Pathologist Jolanta McKenzie suggested a heart problem but gave the official cause of death as unascertained, leading to the coroner's verdict of natural causes.

This sent Marie into further depths of despair. As far as she was concerned her son had died for no reason.

"I couldn't come out of my front door," she said.

"I couldn't work out how the world carried on while my son's not here. I was going to the doctors thinking there was something wrong with me."

But during the past year the fog has slowly lifted and Marie began to research further into SADS and how common it is becoming.

According to the Department of Health, as many as 400 apparently healthy young people die each year from SADS – that's an average of eight a week.

the main conditions which cause SADS are hypertrophic and dilated cardiomyopathy – which both affect the muscular walls of the heart. It can also be caused by disorders affecting the electrical conduction system of the heart which can led to arrhythmias, an abnormal heartbeat rhythm.

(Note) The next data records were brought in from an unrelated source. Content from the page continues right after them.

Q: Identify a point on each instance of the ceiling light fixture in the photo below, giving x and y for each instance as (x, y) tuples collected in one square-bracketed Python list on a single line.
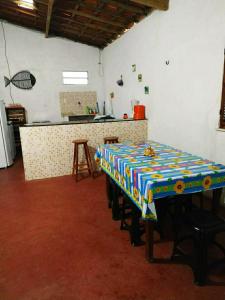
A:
[(28, 4)]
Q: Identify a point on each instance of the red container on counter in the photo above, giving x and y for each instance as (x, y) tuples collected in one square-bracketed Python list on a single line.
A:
[(139, 112)]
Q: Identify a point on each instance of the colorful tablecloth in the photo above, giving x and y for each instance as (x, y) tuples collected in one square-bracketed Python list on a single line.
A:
[(169, 172)]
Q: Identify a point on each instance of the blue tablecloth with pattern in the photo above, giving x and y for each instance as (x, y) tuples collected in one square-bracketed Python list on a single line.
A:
[(170, 172)]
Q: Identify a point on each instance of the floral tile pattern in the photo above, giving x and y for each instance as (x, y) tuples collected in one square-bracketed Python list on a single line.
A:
[(48, 150)]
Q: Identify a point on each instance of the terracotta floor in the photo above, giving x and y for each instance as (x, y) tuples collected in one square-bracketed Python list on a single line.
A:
[(58, 241)]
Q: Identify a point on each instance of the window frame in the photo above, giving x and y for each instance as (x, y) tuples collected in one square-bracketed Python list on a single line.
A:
[(79, 77)]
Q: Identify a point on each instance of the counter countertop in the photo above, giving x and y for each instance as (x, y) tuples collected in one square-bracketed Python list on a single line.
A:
[(77, 122)]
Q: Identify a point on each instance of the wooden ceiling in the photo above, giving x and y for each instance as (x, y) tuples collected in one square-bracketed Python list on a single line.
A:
[(93, 22)]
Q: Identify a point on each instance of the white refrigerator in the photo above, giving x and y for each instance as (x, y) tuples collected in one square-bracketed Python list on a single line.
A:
[(7, 143)]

but the good news is that heart problems in young people can be detected and Marie is now determined to wrestle some good from her tragedy by helping others who are at risk of dying in similar circumstances.

Meeting Dean's friend Chloe Gifford at his grave in Parndon Wood Crematorium one day helped boost her efforts and the pair have struck up a close friendship and set about planning two fundraising events.

Chloe (19) said: "He was a brilliant friend. I was in with a group of lads and one o f them called me to say he died. I really couldn't believe it – I thought it was a joke. I couldn't get my head around it.

"I've been spending so much time with Marie. In a way it's been a good thing that I'm coming to terms with his death by doing what I'm doing."

through raising money for the SADS UK and Cardiac Risk in the Young charities, the pair hope to donate heart monitoring equipment worth £3,000 to PAH to help detect cardiac irregularities in the young.

On Sunday, they are embarking on a sponsored walk from Roydon to Ware, along the river path Den himself used to take on his bicycle.

then, on November 10, a charity party will be thrown in Harlow, based around the theme of gangsters after Dean's favourite film, The Godfather.

It will also be a belated celebration of what would have been his 21st birthday last month.

Representatives of both charities will be at the party to provide information about their work and to advise on the syndrome.

Marie has started to write a book about their life together, but her ultimate goal is to reach out to young people to, in her words, "urge them not to waste their lives" because her son's was over so quickly.

To this end, she has started to train as a youth worker.